Bush will address a mass rally on Tbilisi's Liberty Square. Georgian officials expect a crowd of up to 100,000, a rare mass welcome for an American president who is viewed with hostility in many parts of the world. According to a recent opinion poll here, 72 percent of Georgians approve of Bush's visit. The 7 percent who expressed a negative opinion are people who complain about everything, said Saakashvili, who studied at George Washington University.
Along Tbilisi's Rustaveli Prospect, pavement is being resurfaced, walls are being washed and run-down facades are being repainted in pastel blues and pinks before the Bush motorcade passes. For Saakashvili, these are not cosmetic changes -- the Potemkin village of the opposition's gibes -- but visible evidence for Bush of a countrywide transformation.
"After President Bush leaves, I will take a brush in my hand and show that this facade painting is a continuous process," Saakashvili said. "People forget. They forget that Georgia was an occupied and enslaved country. We are creating a state."
The country still faces major challenges, including dealing with two breakaway regions supported by Russia, Georgia's northern neighbor and longtime overseer. Russia still has two military bases here; officials in Moscow and Tbilisi are negotiating a timetable for their removal.
Between courses of chicken, cheese pie, kebab, fried fish and meat dumplings, Saakashvili listed his administration's achievements in the last 17 months.
With a budget that has jumped from $350 million annually to $1.9 billion, the government has embarked on a $200 million road-building project to link all the major population centers.
Saakashvili said he expected Georgia's chronic power shortages to be resolved by next year, as new power stations come on line and old facilities are refurbished. By 2008, he said, every school in the country will have Internet access.
The country's highway police, who routinely extorted bribes from drivers, were fired and replaced with a force that even the opposition admits is not corrupt . The army, little better than a militia two years ago, has been professionalized, and more than 800 Georgian soldiers are serving in Iraq.

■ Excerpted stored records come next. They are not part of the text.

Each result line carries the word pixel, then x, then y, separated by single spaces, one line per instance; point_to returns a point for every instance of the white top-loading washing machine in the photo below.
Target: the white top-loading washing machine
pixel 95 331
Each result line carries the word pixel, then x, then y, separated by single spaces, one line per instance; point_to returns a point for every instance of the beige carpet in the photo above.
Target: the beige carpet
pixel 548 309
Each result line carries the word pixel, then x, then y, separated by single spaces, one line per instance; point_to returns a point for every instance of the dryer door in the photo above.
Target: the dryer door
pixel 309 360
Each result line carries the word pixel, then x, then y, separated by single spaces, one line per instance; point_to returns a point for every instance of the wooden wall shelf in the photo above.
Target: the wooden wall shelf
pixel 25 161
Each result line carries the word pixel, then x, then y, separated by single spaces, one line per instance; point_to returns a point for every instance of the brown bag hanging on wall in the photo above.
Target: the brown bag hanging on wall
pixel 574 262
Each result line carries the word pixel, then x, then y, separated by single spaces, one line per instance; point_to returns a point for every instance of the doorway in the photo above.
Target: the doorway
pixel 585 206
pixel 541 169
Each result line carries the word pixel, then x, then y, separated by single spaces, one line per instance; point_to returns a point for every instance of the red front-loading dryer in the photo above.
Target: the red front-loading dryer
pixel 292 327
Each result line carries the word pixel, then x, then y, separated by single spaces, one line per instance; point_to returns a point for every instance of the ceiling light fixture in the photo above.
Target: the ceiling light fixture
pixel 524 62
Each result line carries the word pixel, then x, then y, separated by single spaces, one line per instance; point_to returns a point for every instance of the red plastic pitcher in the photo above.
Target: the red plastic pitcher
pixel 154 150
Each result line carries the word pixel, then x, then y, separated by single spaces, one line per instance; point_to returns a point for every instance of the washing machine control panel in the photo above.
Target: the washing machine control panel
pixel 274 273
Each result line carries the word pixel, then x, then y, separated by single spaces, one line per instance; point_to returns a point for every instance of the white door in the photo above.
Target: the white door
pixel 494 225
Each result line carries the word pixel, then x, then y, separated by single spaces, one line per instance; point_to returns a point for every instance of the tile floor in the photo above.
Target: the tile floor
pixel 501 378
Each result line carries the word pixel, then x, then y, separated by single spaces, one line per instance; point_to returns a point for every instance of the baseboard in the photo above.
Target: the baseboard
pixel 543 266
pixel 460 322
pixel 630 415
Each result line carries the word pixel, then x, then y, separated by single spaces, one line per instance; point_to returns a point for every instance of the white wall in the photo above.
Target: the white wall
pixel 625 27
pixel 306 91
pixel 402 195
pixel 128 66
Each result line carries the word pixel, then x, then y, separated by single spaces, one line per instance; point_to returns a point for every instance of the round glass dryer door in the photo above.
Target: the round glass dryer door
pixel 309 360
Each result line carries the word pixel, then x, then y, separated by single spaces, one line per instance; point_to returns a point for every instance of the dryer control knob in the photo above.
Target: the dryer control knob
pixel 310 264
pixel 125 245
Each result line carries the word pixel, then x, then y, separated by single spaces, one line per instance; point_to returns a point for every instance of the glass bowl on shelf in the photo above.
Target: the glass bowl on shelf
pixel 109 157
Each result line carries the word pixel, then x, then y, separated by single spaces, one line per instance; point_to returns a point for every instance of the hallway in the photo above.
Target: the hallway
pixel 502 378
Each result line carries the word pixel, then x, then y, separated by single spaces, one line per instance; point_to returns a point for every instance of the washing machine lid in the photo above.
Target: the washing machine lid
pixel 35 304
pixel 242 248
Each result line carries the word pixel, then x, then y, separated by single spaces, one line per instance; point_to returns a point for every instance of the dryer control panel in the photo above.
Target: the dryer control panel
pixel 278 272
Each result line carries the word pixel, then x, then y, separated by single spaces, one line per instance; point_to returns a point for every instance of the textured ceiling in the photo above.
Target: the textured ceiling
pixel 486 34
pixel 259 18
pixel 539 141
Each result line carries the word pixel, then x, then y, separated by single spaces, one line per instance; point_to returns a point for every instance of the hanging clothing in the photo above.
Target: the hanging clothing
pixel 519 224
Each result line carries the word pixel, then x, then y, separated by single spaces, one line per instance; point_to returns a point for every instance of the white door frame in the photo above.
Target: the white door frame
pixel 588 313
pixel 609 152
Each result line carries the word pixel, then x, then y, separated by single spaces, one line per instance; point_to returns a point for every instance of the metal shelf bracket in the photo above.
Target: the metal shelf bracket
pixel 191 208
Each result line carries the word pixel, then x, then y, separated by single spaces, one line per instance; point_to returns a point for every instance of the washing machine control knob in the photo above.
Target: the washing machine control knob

A new nationwide educational testing system has been developed with the aim of fostering a meritocracy and rooting out the practice of students bribing their way into university. The government has announced plans to abolish 90 percent of all licensing requirements this month to increase small business start-ups.
Many welcome the changes. Tamara Buzishvili, a 17-year-old student at Tbilisi State University, said she believed that when she graduates she will be able to "get a job without high connections," something she said she couldn't have imagined two years ago.
"The investment climate is much better," said David Mapley, a British investment fund manager. "We recently brought in some multibillion dollar companies, and they liked what they saw."
Still, many Georgians are impatient for more, and the president's political standing has fallen from its post-revolution heights. "The changes are superficial, and it's still one-man rule," said Akaki Kulijanashivili, 42, a philosophy professor who took part in the revolt.
Some former allies of Saakashvili say he seems increasingly unwilling to respect dissent. They pointed to a government practice of jailing allegedly corrupt government officials and then pardoning them when they paid millions of dollars, all without any judicial proceeding. Saakashvili said the practice had ended.